Warum, können Sie das begründen?
Unger: Das hängt mit der installierten Leistung je Hektar ab. Bei einer klassischen Freiflächenanlage lassen sich bis zu 1,5 MW/ha installieren. Bei der Tierwohl-Agri-PV-Anlage sind es 1,0 bis 1,2 MW. Mit vertikalen Anlagen erreiche ich höchstens 0,4 MW/ha.
Lässt sich die überdachte Fläche – außer zur Weidenutzung – noch anders nutzen?
Unger: Ja, es gibt die Möglichkeit der Ganzjahresweide. Oder man lagert im Winter unter den Modulen Futter wie Heu oder Stroh. Das muss dann aber die Baugenehmigung hergeben.

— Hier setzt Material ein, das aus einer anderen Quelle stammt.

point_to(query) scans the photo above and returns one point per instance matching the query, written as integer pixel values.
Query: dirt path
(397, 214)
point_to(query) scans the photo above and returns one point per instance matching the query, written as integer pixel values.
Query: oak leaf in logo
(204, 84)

Nach der DIN SPEC sind bestimmte Bewirtschaftungskonzepte für die Anerkennung einer Agri-PV-Anlage definiert. Wie garantieren Sie dem Landwirt, dass es sich bei Ihren Anlagen um Agri-PV nach DIN SPEC handelt?

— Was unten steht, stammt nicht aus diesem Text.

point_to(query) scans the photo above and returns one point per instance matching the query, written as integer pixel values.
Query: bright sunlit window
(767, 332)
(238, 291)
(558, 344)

Unger: Tatsächlich kann ich das nicht immer. Und es ist auch nicht immer nötig. Ein Teil der Anlagen beliefert unseren eigenen Stromanbieter „grüüün“. Damit sind wir unabhängig vom EEG und daher nicht auf die Definition der DIN SPEC angewiesen. Aber wenn ich eine Vergütung nach EEG haben möchte, ist es Pflicht, die Module mit Unterkannte von mindestens 2,1m zu bauen. Hierbei halten wir uns dann an die Anforderungen der DIN SPEC und erfüllen das landwirtschaftliche Nutzungskonzept im Anhang A der DIN. Freilich sind die Kosten dafür höher und wir müssen den passenden Stromerlös generieren. Wenn es über das EEG nicht geht, muss es ein PPA in entsprechenden Höhe richten. Wenn das auch nicht geht, muss das Anlagendesign nochmals angepasst werden.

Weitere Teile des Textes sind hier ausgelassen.